Showing posts with label Tom McCarthy. Show all posts
Showing posts with label Tom McCarthy. Show all posts

Tuesday, January 14, 2025

The Cobbler

The honest excelling hardworking days routinely passing without deviation, vital know-how and requisite skill generating consistent reliable business.

A modest son taking care of the fam after the sudden disappearance of his father, mom resigned yet persistently hopeful that one startling day he'll lovingly return.

The old school neighbourhood traditional and lively characteristically existing as it has for many years, local citizens daring and politically active in the stalwart fight against gentrification.

Things proceed the days pass by difference is found in random conversations, with a wide variety of inquisitive clients who on occasion discuss things at length.

Their shoes as well the various designs some intricate fashions or dependable customs, so many lying about in his shop at the somewhat dull end of a typical day.

Until one day his sewing machine rebelliously decides to stubbornly break down.

Leading him to use an old model from the basement.

With wild unknown imaginary features. 

It's a bit far-fetched this world weary Cobbler although it's still well-suited to the heroic times, not as flashy or bedazzling as Marvel or D.C but so much more appealing in the gentle undertow. 

The protagonist isn't a crazy rich genius with unlimited resources at his or her disposal, nor a gifted scientist creatively experimenting with research grants which lavishly facilitate, he's rather a regular humble Joe who genuinely cares about work and family, and even comes around to loving his neighbourhood and his shop's old school place ensconced within it.

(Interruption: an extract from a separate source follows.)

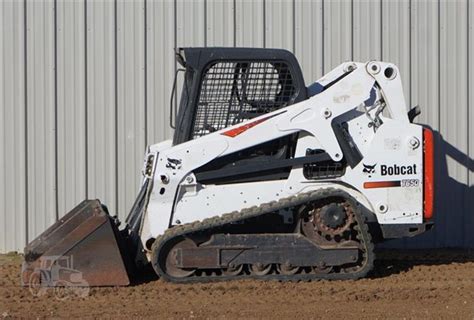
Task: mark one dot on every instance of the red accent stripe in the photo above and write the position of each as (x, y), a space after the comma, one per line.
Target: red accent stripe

He is uncertain as to how to proceed after accidentally discovering the miraculous tool, and engages in spirited trial and error with comic results before taking things seriously.

Indeed he cleverly takes the unsung side of an elderly resident who wants to keep his apartment, and is able to strategically embrace multi-step planning in complex resilient underground economics.

It's cool to see the little guy stand up and industriously help out the people in his community.

It's more organic, not a $60 dollar cheque.

Strong local initiatives. 

Beyond oligarch power.

Tuesday, February 6, 2024

Stillwater

A father whose tumultuous routine led to an awkward relationship with his struggling family (Matt Damon as William), is consumed with obsessive guilt several years later when his daughter's arrested (Abigail Breslin as Allison). 

She's found guilty of resonant murder and sent to prison near the coast of Marseille, her father visiting her there when he can, the flights expensive, work hard to find.

She emphatically proclaims her innocence and on his most recent visit reveals a clue, which gives him reemergent hope as he soon tries to get her case reopened. 

Obdurately blocked however by pressing realities within the law, he buckles-down and radically adjudicates by trying to find the suspect himself.

Problems: he doesn't speak French and is oblivious to local custom, he's also spent most of his life in the rural American mid-west and is generally uncertain as to how to proceed.

Moving forward nevertheless fate soon secures a definitive lead, and provides shelter and cultural refinement not to mention employment and domestic salvation. 

But to find the irascible murderer he may have to pay too high a price.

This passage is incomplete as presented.